À Meia-Noite

2.5K 218 23
                                    

Antes de começar o capítulo, ⚠️ atenção ⚠️

Esse livro tem algumas coisas que podem ser consideradas gatilhos (como referências a automutilação). Se você não se sentir à vontade em começar a ler, não prossiga. A sua saúde e bem-estar estão em primeiro lugar. ❤️

-----

**PARTE 1**

Era impossível dormir quando se ouviam as mesmas vozes, repetindo incessantemente todos os dias a mesma história. As mesmas palavras. Uma voz mais jovem, cheia de veneno, e outras, mais velhas, que apenas prosseguiram com o texto cíclico.

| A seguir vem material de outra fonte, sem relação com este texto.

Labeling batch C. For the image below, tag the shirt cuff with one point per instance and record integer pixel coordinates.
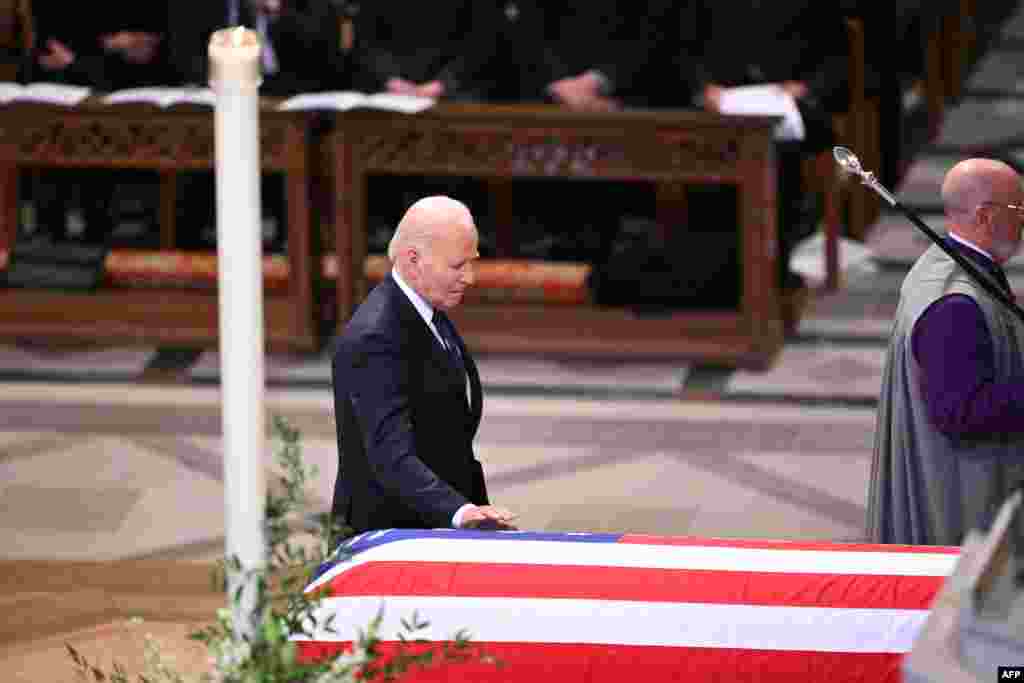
(457, 517)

Como sua vida. "Um ciclo de merdas, desde que eu nasci", pensou Bel enquanto contemplava feito um autômato três coisas à frente da sua bagunçada mesa. Uma garrafa de vinho - o mais barato e com mais álcool. Odiava beber porque sua mente fugia, e a única coisa de boa que ainda lhe restou era sua mente, mas a bebida a fazia se esquecer de tudo que queria tirar-lhe a sanidade – o que parecia contraditório, mas Bel não conhecia outro caminho.

De resto, nem seus olhos prestavam. Nem seu corpo, repleto de cicatrizes auto infligidas. A única vez que bebeu com o objetivo de ficar em coma alcóolico, quase atingiu um maluco qualquer com uma faca e ainda cantou "I Will Survive" como se fosse a própria Gloria Gaynor.

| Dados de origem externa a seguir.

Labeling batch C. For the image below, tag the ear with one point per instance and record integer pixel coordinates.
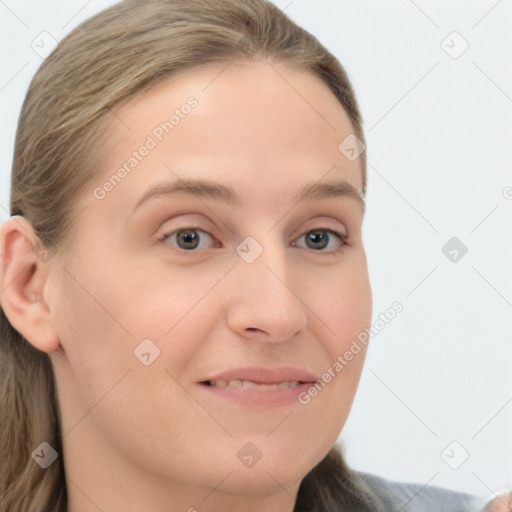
(24, 284)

Mas ganhou alguma coisa boa naquela loucura. E não ficou em coma alcóolico.

A segunda coisa era um pôster de Donna Summer. Comprou numa loja de velharias no prédio, por um preço modesto – e o lugar ainda aceitava cartão de crédito. Odiava sair da sua rua, do espacinho na Carlos Gomes onde tinha seu prédio, a pastelaria de Seu Januário (onde sempre batia ponto para tomar café da manhã – pastel e uma Coca Cola), a livraria do outro lado da rua e o bar do karaokê. O lugar era sujo e ruim, mas pelo menos não a expulsaram quando ela apareceu bêbada segurando aquela faca.

- Donna... Você fica na moldura, baby. Vou te pendurar na mesma parede da TV.

Lembrou-se da única maneira que encontraria para dormir sem pensar naquelas vozes: Donna Summer, a mulher que sonhava ser, mas nunca poderia. Não era bonita, não era sensual, não tinha uma grande voz, nem sua presença ou força natural. A única coisa em que eram parecidas eram o tom de pele e a tentativa de Bel em emular os cabelos da cantora na capa do álbum "Bad Girls". Em Donna Summer, parecia poderoso.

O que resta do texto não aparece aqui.